Sex murder in the Ackerstrasse - G. Grosz (1916)
Enfin, il existe des œuvres qui peuvent entrer le domaine de l’art érotique mais qui ne présentent aucun caractère sexuellement explicite. Ce sont toutes les productions qui ont été réalisées sur des périodes où la censure interdisait aux artistes l’accès au champ érotique, mais dont les auteurs usant de subterfuges y ont caché un message très sexuel. La palme d’or dans le domaine devrait être décernée aux « Sukashi Shunga », Shungas cachées, très populaires au Japon au début du 20ème siècle.

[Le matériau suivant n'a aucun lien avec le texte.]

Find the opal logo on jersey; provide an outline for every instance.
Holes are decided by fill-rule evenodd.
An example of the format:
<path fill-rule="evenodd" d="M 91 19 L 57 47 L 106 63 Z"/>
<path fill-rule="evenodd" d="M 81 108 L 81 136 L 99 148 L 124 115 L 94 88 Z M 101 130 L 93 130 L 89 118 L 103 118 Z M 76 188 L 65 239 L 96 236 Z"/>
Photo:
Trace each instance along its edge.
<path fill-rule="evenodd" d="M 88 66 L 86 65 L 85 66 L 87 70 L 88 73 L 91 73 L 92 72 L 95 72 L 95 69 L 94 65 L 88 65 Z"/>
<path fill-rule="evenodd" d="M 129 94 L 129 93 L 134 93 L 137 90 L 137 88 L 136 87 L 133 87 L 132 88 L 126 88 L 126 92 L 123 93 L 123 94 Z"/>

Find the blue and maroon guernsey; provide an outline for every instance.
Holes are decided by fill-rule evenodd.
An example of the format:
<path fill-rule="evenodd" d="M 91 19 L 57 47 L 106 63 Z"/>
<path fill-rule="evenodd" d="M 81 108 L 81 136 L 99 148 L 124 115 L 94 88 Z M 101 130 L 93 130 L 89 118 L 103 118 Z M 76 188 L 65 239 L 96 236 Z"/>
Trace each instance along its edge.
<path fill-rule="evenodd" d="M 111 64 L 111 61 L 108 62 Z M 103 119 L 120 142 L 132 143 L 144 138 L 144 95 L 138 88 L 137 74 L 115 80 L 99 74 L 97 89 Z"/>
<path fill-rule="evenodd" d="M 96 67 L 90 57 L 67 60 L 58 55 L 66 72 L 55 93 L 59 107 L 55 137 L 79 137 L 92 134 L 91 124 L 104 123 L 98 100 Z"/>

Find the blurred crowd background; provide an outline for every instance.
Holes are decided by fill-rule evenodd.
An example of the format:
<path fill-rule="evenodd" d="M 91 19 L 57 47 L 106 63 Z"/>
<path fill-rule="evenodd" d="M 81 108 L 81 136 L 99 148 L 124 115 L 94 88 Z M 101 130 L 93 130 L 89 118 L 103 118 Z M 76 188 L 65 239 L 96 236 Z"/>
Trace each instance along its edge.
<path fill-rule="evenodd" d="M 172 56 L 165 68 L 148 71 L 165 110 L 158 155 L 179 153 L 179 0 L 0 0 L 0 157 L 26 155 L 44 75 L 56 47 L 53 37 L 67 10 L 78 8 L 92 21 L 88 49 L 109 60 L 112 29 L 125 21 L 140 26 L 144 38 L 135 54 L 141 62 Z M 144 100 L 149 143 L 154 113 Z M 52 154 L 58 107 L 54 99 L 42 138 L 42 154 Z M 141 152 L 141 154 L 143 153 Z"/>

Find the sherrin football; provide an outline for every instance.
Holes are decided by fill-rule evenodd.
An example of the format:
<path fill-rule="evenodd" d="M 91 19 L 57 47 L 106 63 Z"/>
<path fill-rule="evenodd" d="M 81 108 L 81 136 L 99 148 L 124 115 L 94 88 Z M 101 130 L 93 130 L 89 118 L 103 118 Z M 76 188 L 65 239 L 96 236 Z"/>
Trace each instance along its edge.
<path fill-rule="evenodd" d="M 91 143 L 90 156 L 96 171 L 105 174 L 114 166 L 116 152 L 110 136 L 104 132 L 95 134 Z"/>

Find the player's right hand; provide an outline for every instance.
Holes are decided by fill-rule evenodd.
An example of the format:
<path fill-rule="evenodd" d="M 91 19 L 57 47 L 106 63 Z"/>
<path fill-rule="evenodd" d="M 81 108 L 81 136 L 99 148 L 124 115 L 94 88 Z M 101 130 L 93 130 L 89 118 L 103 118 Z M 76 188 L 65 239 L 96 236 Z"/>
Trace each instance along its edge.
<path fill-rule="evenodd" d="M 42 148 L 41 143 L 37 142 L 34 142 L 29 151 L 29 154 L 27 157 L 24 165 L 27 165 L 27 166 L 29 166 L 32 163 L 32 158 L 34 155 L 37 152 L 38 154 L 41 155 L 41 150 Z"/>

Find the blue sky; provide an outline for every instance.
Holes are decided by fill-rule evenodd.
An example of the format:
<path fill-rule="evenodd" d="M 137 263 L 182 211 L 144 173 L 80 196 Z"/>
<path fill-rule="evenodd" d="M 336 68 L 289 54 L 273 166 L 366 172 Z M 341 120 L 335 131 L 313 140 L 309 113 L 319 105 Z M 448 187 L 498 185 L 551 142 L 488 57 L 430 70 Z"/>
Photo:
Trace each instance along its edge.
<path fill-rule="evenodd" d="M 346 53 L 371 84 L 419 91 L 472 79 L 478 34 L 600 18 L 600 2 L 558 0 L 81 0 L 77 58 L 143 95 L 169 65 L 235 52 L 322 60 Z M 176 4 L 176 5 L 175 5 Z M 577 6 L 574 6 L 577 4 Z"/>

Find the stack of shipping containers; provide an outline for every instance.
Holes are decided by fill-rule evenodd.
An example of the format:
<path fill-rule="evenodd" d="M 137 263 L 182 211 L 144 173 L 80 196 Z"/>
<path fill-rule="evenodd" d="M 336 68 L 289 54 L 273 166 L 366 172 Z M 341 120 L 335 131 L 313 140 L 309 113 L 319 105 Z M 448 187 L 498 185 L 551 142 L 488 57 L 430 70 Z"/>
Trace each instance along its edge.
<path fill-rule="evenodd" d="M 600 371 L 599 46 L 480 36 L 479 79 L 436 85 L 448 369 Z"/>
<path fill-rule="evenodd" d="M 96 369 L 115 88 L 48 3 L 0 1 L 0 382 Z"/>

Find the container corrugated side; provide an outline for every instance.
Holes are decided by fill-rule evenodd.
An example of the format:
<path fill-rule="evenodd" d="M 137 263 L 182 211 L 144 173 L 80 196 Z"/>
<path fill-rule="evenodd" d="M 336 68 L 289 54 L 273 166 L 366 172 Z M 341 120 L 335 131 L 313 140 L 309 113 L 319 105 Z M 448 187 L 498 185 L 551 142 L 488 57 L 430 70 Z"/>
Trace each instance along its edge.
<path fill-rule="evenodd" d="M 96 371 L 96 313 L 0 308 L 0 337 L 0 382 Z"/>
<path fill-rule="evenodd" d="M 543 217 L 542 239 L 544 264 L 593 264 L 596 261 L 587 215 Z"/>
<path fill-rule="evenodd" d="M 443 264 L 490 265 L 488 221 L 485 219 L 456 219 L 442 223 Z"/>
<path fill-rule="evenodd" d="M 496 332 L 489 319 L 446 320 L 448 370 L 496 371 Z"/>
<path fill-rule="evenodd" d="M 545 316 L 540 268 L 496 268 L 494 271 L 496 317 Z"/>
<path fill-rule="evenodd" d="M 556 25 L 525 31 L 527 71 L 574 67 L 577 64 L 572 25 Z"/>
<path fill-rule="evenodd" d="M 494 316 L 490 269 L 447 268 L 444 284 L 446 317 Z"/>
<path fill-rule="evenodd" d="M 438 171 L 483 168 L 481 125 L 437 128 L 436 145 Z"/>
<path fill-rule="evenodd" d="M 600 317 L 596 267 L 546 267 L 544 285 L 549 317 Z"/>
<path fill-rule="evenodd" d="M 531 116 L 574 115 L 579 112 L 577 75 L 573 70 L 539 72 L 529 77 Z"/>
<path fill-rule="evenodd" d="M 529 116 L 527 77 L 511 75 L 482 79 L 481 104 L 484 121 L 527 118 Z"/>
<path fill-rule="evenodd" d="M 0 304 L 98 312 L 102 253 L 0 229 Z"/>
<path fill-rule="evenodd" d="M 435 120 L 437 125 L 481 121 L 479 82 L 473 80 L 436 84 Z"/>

Les shungas traditionnelles sont des gravures sur bois dépeignant des scènes d’un érotisme torride dont la production a commencé vers 1600. Si au cours du 17ème les artistes furent libre d’exprimer leurs fantaisies érotiques, dès le 18ème les autorités japonaises commencèrent à restreindre leur diffusion et à la fin du 19ème les lois de censure devinrent suffisamment dissuasives pour que les artistes rechignent à titiller l’humeur des censeurs. Dès lors ils n’eurent d’autres solutions, pour ne pas tuer la poule aux œufs d’or, que d’inventer des procédés permettant de cacher le réel des œuvres aux yeux de la censure. Ainsi naquirent les « Sukashi Shunga », de belles cartes postales qui à première vue se présentaient comme de banales reproductions de paysages ou de jolies filles sages. Toutefois, placées dans un faisceau lumineux, elles laissaient apparaître en transparence de vraies scènes érotiques.
Autre exemple qui se rapporte à la même idée d’un érotisme caché : « La laitière » du peintre baroque hollandais, Johannes Vermeer (1658-1661). Ce tableau eut au 17ème la réputation de recéler un message érotique. Quelques érudits de l’art ont prétendu que le chauffe pieds que l’on aperçoit en arrière-plan suggérait le désir féminin, pour la simple raison que l’ustensile, positionné au sol entre les jambes, diffusait une chaleur à même de dégeler tout ce qu’il y avait sous les jupes de madame. Par ailleurs sur l’un des carreaux de faïence bleus on peut distinguer Cupidon et sur un autre un homme s’éloignant suggérant que la laitière pense à son amant parti. Même si l’interprétation du tableau peut paraître tendancieuse nous devons admettre que « La laitière » dégage une manifeste sensualité.
Nous le voyons, définir l’art érotique nous entraîne à chercher la quadrature du cercle, mais la gageure est excitante.